Subject: Power BI December update
For: Developers, IT management, BI heroes, …
There are a ton of different cases were granting access to your Power BI can be useful, but for convenience’s sake consider the following scenario: you’re a manufacturer working with multiple suppliers. Your supply chain logistics could use a boost, so you plan on making a BI portal to monitor how your chain performs. Sharing it with your suppliers would help you get the maximum value out of the portal, because partners can see for themselves how everything is going.
Before the update, it was quite a hassle to get that done. You’d have to create new identities for all users at your partner organizations. They’d have to choose and remember yet another set of credentials and your governance enforcement and identity management would get a lot more complicated.
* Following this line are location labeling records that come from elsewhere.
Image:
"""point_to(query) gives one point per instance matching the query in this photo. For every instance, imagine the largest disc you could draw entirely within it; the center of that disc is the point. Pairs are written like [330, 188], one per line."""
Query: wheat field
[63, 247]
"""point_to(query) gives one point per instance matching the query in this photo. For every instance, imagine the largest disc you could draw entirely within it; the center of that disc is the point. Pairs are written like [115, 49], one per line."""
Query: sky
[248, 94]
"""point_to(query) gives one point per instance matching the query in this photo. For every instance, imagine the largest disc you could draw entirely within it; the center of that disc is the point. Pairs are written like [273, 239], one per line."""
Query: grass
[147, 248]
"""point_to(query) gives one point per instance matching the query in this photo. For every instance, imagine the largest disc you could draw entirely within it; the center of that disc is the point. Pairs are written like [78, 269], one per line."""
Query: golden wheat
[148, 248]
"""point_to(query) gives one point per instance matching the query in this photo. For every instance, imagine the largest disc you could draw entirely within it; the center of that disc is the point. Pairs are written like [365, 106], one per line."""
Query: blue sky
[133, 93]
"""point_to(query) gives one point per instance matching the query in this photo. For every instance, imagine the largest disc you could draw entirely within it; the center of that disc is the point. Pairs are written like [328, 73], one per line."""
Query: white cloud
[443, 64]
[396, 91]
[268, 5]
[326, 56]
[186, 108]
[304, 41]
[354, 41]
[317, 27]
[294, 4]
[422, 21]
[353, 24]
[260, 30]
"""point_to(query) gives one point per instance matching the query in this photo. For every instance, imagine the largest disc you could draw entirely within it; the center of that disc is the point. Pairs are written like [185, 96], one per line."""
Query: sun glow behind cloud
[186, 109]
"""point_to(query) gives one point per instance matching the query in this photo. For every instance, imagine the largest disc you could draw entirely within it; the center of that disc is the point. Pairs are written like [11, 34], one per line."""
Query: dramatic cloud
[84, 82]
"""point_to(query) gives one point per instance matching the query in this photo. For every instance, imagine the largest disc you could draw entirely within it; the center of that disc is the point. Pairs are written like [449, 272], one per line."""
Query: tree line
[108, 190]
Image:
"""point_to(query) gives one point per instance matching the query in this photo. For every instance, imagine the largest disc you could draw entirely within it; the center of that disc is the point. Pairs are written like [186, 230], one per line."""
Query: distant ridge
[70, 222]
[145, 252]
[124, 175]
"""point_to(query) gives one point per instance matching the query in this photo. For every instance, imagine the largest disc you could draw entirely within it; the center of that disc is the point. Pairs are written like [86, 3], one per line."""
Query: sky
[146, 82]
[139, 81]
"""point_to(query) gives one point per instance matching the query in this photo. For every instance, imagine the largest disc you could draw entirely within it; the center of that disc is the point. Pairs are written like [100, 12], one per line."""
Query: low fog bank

With the integration of Azure Active Directory Business-to-business collaboration, this cumbersome way of inviting external people into your Power BI is a thing of the past. Guest users can get secure access to your apps and dashboards by authenticating via their own organization’s Azure Active Directory credentials.
You can grant access in two ways. Tenant admins can create a guest user through the Azure AD portal, after which the user is prompted by email to join. If you want to invite more than one user at a time through the portal, you’ll have to use PowerShell. The other way is by adding people to the access list when you publish an app. While this might be easier, guest users will need to save the link they receive in the invitation email by bookmarking it or saving the email. If they don’t, they won’t be able to return to the content you’ve shared with them.